The story, which painted U-Va. as indifferent to victims of sexual assault, prompted protests, vandalism and calls for Eramo to resign. Eramo, then a top administrator working on sexual assault prevention, said the article undid her life’s work. She testified earlier this week that the article portrayed her as attempting to suppress Jackie’s allegations when in fact she pushed Jackie to report her story to police.

Within weeks of the article’s publication, key details began to unravel, leading the magazine to issue a retraction.

Eramo’s attorneys have argued that Erdely arrived at the Virginia campus with a preconceived narrative and sought to cast characters, with Jackie filling the role of traumatized victim and Eramo personifying an institutional indifference to sexual assault.

Locke pointed out that the Rolling Stone article omitted key details that might have painted Eramo, who was not interviewed for the story, in a more favorable light, including quotes from subjects who viewed her positively.

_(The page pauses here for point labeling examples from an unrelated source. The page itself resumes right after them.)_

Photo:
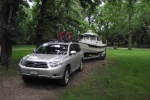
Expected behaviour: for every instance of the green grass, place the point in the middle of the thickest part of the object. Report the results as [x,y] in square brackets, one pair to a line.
[126,75]
[17,53]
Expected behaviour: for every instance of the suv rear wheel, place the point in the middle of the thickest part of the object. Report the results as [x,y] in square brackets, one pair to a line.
[81,66]
[65,80]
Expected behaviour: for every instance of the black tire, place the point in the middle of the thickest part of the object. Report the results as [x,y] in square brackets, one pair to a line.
[102,57]
[65,80]
[26,79]
[81,66]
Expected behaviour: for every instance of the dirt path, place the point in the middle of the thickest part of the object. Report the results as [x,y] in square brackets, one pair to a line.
[15,89]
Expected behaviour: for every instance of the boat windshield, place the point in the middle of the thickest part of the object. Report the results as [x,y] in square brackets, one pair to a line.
[60,49]
[93,37]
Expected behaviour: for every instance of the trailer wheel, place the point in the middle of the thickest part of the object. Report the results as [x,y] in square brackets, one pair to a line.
[65,80]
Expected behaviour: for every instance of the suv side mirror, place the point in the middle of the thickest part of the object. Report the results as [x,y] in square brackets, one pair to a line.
[34,50]
[73,52]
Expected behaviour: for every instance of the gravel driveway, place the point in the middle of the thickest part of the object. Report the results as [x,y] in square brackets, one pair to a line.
[15,89]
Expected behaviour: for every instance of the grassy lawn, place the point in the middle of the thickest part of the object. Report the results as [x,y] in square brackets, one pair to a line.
[125,75]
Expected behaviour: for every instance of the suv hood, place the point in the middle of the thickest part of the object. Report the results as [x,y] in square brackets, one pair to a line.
[44,57]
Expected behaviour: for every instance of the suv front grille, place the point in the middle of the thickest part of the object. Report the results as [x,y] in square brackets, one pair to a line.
[36,64]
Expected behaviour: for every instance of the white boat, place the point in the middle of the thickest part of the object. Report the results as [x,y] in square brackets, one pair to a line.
[91,43]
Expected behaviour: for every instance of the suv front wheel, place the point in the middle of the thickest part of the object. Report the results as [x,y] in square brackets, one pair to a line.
[65,80]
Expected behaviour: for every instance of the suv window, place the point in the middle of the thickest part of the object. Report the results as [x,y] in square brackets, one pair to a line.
[75,47]
[53,49]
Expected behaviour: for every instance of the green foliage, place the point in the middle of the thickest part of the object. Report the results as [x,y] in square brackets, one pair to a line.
[121,77]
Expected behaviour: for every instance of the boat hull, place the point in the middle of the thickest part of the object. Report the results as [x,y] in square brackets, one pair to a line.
[88,48]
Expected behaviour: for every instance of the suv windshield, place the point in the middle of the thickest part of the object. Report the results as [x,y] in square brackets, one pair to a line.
[59,49]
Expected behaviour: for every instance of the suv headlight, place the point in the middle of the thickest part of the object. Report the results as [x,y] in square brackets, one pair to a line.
[56,64]
[22,62]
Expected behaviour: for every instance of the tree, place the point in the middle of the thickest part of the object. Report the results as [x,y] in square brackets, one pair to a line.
[9,16]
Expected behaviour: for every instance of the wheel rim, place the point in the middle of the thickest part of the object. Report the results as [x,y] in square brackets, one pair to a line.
[67,76]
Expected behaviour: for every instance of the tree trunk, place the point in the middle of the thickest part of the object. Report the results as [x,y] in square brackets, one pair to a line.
[130,22]
[130,42]
[40,26]
[6,48]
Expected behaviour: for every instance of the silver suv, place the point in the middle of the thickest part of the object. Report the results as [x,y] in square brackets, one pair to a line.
[52,60]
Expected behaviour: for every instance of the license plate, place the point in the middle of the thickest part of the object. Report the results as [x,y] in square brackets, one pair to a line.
[33,72]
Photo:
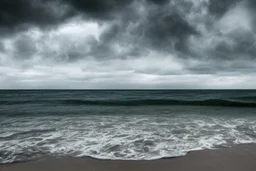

Locke also underscored Erdely’s failure to contact key characters in the story, including the trio of friends who Jackie said met her following her assault and one of Jackie’s assailants, who Jackie claimed had brought her to the fraternity that night. In “A Rape on Campus,” the friends, identified by pseudonyms, react to Jackie’s tale with disregard. Jackie said one friend, Kathryn Hendley, asked her: “Why didn’t you just have fun with it?”